Matthew Goodwin is Associate Professor at the University of Nottingham, and an Associate Fellow at Chatham House
The recent history of the Conservative party has been dominated by its inability to secure a parliamentary majority. By the next election, it will be almost a quarter of a century since a Conservative leader walked into Downing Street as a Prime Minister secure in his or her Parliamentary foundation. Indeed, it is even a stretch to describe the 92-97 Major Government in these terms.
Over the past thirty years modern one-nation Conservatism, Euro-sceptic British nationalism, neo-Thatcherism and progressive Conservatism have each been tried. Electorally, they have all fallen short. This could be misfortune or circumstantial, but the deeper evidence suggests something structural. How can the Conservatives become a majority party once more?
Clearly, no one dataset provides all the answers. But a new survey commissioned by the Extremis Project highlights both the challenge and the dilemma facing the centre-right. Working with the polling agency YouGov, we surveyed 1,725 adults online, and shortly after the close of the Olympics. The figures we report are weighted, and representative of British adults, aged 18 and above.
Respondents were asked whether certain policies would make them 'more' or 'less' likely to vote for a party, or whether these policies would make no difference to their choice. The four policies that we were interested in are focused on the identity axis, and have each been pushed by radical right parties in Britain and Europe, such as UKIP: (1) to stand up to political and business elites, (2) stop all immigration into the UK, (3) prioritise British values other over cultures, and (4) reduce the number of Muslims/presence of Islam in society.
As has been reported elsewhere, we found that large numbers of British voters would be more likely to back a party that offered these policies. But these responses also shed unique light on the Conservative base. With the exception of standing up to elites, those who voted for the Conservatives in 2010 were consistently the most likely to back these positions.
Almost three-quarters (74%) said they would be more likely to vote for a party that prioritised British values over other cultures, compared to 47% of Labour voters and 44% of Liberal Democrats. Over half (55%) would be more likely to vote for a party that promised to stop all immigration, compared to 36% of Labour voters, and 29% of Liberal Democrats. Moreover, almost half (49%) would be 'more likely' to vote for a party that adopted a tough stance toward Islam and Muslims, compared to 34% of Labour voters, and 25% of Liberal Democrats. The message is clear: on these identity-related issues Conservative voters are far more united than their Labour and Liberal Democrat rivals.
But at the same time, we find a sharp generational divide, and it is here where the centre-right finds itself confronted with a dilemma.
On the identity-axis, our results suggest that young Tories hold radically different views to their older counterparts. Whereas large majorities of those aged 60 and above say they would be more likely to back a party that pledged to stand up to elites (78%), end immigration (66%), prioritise British values (84%), and reduce the presence of Islam (63%), the young base adopt a markedly different outlook.
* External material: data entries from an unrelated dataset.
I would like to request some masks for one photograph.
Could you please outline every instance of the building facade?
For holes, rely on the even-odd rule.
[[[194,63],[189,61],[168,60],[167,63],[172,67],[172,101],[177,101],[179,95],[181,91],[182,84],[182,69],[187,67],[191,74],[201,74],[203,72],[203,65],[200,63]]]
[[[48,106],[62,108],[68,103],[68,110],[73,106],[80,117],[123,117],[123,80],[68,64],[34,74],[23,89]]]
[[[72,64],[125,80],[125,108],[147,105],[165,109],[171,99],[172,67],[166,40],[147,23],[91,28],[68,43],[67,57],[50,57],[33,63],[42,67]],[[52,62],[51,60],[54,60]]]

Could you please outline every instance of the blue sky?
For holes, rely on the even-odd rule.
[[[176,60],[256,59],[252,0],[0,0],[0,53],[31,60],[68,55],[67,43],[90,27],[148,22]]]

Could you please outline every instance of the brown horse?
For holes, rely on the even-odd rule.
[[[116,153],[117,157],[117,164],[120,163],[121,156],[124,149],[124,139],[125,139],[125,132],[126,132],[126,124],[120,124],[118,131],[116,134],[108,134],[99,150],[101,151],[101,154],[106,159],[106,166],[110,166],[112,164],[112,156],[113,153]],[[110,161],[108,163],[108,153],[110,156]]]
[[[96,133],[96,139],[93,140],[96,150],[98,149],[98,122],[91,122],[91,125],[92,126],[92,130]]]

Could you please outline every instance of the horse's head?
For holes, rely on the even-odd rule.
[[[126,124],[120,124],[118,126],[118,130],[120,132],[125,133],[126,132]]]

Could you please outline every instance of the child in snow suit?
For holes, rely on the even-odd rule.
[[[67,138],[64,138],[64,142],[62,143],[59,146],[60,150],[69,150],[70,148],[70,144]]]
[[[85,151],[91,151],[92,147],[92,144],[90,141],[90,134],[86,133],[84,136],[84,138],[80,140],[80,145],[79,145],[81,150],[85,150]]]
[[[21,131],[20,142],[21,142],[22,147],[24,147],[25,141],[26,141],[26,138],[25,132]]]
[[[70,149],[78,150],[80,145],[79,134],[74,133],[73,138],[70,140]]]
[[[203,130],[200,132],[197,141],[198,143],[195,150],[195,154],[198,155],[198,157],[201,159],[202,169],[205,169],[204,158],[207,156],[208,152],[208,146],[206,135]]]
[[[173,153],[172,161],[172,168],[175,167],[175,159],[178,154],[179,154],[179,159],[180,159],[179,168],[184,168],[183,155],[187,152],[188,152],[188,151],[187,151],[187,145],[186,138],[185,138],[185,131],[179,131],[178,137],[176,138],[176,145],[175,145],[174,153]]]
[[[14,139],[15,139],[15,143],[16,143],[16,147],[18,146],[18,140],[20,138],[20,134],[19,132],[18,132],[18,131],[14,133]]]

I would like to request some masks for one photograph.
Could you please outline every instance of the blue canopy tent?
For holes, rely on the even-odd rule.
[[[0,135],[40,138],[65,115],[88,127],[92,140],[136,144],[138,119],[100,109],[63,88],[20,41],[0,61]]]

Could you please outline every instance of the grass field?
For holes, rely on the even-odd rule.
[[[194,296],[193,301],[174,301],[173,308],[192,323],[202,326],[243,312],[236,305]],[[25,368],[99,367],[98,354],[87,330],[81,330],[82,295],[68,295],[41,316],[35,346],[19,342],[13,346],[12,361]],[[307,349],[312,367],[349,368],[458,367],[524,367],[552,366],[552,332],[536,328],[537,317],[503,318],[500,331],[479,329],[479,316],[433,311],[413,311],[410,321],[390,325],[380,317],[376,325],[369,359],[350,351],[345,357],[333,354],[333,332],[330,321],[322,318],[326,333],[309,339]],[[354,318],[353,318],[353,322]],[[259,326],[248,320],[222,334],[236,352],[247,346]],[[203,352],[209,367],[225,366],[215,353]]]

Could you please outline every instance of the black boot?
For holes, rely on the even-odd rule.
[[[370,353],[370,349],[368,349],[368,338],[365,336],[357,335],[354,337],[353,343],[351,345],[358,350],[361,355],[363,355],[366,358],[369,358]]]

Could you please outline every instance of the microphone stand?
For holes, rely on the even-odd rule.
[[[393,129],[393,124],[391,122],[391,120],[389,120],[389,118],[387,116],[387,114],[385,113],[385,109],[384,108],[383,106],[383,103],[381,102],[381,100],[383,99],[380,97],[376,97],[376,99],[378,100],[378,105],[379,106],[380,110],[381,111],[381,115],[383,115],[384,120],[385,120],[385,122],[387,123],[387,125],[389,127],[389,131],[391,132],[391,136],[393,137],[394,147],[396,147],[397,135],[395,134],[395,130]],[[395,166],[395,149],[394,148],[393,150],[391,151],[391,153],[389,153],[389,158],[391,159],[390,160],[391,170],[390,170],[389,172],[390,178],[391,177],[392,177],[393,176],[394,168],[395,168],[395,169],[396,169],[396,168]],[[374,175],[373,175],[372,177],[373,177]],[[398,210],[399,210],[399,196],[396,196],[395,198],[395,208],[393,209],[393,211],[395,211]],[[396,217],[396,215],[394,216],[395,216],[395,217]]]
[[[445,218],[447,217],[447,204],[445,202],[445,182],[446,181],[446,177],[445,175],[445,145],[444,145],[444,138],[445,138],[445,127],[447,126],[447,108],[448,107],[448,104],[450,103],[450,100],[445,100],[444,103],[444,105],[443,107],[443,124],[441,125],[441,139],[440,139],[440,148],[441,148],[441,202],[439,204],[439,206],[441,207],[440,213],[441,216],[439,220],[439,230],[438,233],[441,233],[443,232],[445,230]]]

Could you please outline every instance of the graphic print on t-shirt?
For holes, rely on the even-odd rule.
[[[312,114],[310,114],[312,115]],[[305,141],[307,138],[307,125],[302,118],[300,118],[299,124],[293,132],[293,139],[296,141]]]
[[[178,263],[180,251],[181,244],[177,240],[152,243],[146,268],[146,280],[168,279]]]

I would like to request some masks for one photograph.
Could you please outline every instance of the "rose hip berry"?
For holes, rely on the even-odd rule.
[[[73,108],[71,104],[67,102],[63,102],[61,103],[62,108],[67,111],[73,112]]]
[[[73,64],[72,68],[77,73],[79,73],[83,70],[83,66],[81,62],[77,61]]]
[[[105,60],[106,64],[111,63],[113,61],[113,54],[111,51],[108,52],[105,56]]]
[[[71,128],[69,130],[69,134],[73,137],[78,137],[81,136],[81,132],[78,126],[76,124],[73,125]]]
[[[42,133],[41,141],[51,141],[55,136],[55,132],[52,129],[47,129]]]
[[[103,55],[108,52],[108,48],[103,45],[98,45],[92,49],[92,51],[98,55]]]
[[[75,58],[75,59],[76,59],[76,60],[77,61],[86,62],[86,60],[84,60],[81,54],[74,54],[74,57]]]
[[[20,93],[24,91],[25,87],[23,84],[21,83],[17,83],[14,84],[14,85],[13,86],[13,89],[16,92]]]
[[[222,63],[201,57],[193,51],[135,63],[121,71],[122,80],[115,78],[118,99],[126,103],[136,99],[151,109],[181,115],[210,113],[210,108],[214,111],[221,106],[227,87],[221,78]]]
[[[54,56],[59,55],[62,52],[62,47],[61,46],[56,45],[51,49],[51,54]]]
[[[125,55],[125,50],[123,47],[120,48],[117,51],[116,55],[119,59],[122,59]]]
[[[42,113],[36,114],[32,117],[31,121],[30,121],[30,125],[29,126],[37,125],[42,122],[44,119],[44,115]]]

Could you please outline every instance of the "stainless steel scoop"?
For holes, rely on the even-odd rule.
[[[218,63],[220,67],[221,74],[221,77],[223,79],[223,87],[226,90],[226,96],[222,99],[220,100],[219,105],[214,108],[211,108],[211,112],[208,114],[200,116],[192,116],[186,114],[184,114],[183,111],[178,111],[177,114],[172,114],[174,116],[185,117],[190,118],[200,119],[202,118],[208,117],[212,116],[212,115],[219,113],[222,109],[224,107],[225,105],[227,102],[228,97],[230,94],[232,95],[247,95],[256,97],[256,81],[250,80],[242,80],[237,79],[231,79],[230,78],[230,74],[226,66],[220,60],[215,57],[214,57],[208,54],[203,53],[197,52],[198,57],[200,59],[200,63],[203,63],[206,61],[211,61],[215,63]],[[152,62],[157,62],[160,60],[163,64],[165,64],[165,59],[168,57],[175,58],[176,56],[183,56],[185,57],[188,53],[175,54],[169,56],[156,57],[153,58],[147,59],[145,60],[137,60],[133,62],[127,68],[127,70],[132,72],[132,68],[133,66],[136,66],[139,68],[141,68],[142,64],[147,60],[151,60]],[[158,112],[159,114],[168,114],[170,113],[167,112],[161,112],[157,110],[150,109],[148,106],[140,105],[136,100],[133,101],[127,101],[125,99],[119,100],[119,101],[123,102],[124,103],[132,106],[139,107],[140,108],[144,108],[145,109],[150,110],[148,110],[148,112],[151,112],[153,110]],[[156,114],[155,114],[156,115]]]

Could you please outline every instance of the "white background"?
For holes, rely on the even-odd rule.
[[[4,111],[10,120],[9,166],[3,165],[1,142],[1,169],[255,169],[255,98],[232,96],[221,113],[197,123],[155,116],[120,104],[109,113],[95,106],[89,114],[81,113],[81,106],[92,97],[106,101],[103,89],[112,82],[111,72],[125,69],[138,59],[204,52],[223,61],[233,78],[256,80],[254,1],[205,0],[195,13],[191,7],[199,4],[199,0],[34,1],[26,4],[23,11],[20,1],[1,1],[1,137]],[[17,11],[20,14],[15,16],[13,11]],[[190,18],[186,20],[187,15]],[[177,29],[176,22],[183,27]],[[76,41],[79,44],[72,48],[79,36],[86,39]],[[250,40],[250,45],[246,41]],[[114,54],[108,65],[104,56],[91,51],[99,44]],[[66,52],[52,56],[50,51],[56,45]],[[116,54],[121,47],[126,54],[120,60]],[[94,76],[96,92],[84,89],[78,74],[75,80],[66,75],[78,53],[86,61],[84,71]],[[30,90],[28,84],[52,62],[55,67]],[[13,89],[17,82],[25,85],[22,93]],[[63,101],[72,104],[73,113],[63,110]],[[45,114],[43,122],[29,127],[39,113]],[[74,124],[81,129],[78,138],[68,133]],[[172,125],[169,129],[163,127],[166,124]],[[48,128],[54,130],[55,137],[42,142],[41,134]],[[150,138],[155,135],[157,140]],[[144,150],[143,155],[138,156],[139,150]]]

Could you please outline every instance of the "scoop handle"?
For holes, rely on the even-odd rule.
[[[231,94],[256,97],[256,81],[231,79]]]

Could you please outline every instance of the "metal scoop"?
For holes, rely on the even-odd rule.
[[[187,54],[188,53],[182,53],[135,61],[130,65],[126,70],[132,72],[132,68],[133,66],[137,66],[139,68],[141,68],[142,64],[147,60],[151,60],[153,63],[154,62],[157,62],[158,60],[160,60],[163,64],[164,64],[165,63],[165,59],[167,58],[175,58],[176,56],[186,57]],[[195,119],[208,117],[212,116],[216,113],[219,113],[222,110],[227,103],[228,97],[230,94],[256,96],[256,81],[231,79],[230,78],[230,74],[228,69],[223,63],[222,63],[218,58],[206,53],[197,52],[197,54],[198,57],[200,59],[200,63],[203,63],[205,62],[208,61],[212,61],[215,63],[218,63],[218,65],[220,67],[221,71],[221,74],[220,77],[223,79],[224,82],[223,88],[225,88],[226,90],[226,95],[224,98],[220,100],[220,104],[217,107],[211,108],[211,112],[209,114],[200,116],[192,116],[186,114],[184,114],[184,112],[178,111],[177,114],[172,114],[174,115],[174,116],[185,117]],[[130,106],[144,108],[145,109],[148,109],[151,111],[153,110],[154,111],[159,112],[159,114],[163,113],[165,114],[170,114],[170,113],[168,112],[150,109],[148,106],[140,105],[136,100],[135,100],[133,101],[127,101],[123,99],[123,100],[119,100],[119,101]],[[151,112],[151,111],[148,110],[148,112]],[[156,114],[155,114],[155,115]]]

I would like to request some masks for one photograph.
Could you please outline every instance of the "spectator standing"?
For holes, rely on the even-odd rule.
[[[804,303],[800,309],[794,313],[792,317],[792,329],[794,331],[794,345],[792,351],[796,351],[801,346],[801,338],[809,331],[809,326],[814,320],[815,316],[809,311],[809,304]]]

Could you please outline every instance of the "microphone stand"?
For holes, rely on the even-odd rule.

Whereas 66% of the 60+ Tory base say they would be swayed by a party that promised to halt immigration, the equivalent figure among those aged 25-39 drops to 45%, and then to 28% among 18-24 year olds. In fact, a striking 71% of those in the youngest group either say they would be LESS likely to back a party that made this promise, say it would make no difference to their choice, or do not know whether they would be swayed by such a promise. Similarly, 55% of Tories aged 25-39 years old would be less likely to endorse this policy, say it would make no difference or do not know. This also extends to attempts to talk tough on Islam: whereas 63% of old Tories would be responsive to attempts to curb the presence of Muslims and Islam, the figure among 25-39 year olds drops to 41%, and then to 29% among 18-24 year olds.
This suggests, then, that talking tough on the identity-axis will help mobilise the party's older and core base, but over the longer term the strategy risks alienating the younger ranks. For the party to move strongly onto the territory of culture and identity, focusing to an even greater extent on immigration and cultural unity in the hope of gathering a national values coalition would seem to be choosing its present overs its future. Some votes may be squeezed out of UKIP, but little else.
Furthermore, while Conservative support on the identity axis exhibits more of a 'block' character than the other parties, it ultimately remains a block that has not delivered a decent majority for a generation. If economic stagnation continues, which is likely, then any notion that cultural issues might provide a convincing alternative should be treated with scepticism, especially given that the trends documented above are occurring to a greater extent among the general population.
Consider this: among 18-24 year olds in our sample more generally (not only those who voted Conservative in 2010), 60% say they would be less likely to vote for a party that promised to halt immigration or said it would make no difference, 50% would be less likely to support a party that promised to prioritise British values over other cultures or said it would make no difference, and 55% would be less likely to support a party that promised to curb the presence of Islam or said it would make no difference.
While the coherence of support among Conservatives more generally on the identity axis may reassure many inside the party, a strategic shift toward that direction may not provide an easy way out of the party's current dilemma, especially over the longer-term. It appears, then, that our data pose more tough questions for the centre-right than provide easy answers.